KIAS is proud to sponsor Digital Diversity 2015: Writing | Feminism | Culture, an exciting conference to celebrate the Orlando Project’s 20th Anniversary, taking place at Grant MacEwan and the University of Alberta May 7-9th. The plenary lectures (see below) are free and open to the public.
For further information and the full program see http://digitaldiversity2015.org/
Marie-Louise Coolahan, National University of Ireland at Galway
“The Digital Turn and Early Modern Women’s Writing”
Thursday May 7, 3:45 – 5:15 PM
CN Lecture Theatre, MacEwan U
Wendy Hui Kyong Chun, Brown University
“Post-Recovery: Shadowy Absences and ‘Found Collectivity’”
Friday May 8, 11:00 AM – 12:30 PM
Lister Evergreen, Lister Conference Center, U of A
Jo-ann Episkenew, First Nations University of Canada
“Indigenous Youths’ Relational Wellbeing in the Digital Era”
Saturday May 9, 1:30 – 3:00 PM
Lister Wild Rose, Lister Conference Center, U of A
Wendy Hui Kyong Chun is Professor and Chair of Modern Culture and Media at Brown University and Visiting Professor at Leuphana University (Luneburg, Germany). Her current book project is titled Imaginary Networks, and she is the author of Programmed Visions: Software and Memory (2011) and Control and Freedom: Power and Paranoia in the Age of Fiber Optics (2006), both with MIT Press. Her research interests encompass new media, comparative media studies, Asian-American culture, and critical theory.
Marie-Louise Coolahan, Senior Lecturer in English at the National University of Ireland, Galway, was recently awarded a European Research Council Consolidator Grant for her major digital study, RECIRC: The Reception and Circulation of Early Modern Women’s Writing, 1550-1700. She is the author of Women, Writing, and Language in Early Modern Ireland (Oxford University Press, 2010), Co-Investigator of the collaborative ’Women’s Poetry 1400-1800 in English, Gaelic, Scots, Scots Gaelic and Welsh’ project, and a former member of the Perdita Project.

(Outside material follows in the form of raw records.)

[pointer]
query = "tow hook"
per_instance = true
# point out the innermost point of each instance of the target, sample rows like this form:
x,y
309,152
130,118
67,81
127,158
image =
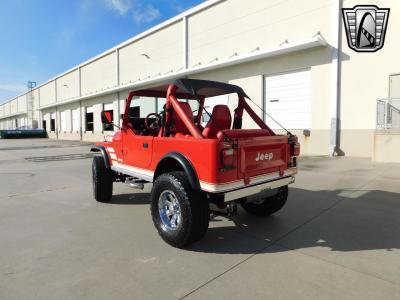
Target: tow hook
x,y
229,211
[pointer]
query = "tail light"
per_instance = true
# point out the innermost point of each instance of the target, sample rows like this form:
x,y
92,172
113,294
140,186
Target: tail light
x,y
294,151
228,158
294,146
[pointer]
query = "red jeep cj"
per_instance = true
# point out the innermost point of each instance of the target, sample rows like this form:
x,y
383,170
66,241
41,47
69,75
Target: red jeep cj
x,y
196,171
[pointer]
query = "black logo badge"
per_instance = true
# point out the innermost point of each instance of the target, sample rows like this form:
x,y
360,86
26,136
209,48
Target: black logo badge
x,y
365,27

Jo-Ann Episkenew is Professor of English and Director of the Indigenous People’s Health Research Centre at the First Nations University of Canada. She is part of Acting Out!, a multi-university theatre project that develops aboriginal youth leadership and intersects with her research in indigenous literature of Canada and the United States, theatre and health, and literature and public policy. Dr Episkenew is the author of Taking Back Our Spirits: Indigenous Literature, Public Policy, and Healing (University of Winnipeg Press, 2009) and co-editor of Creating Community: A Roundtable on Aboriginal Literatures (Bearpaw and Theytus, 2002).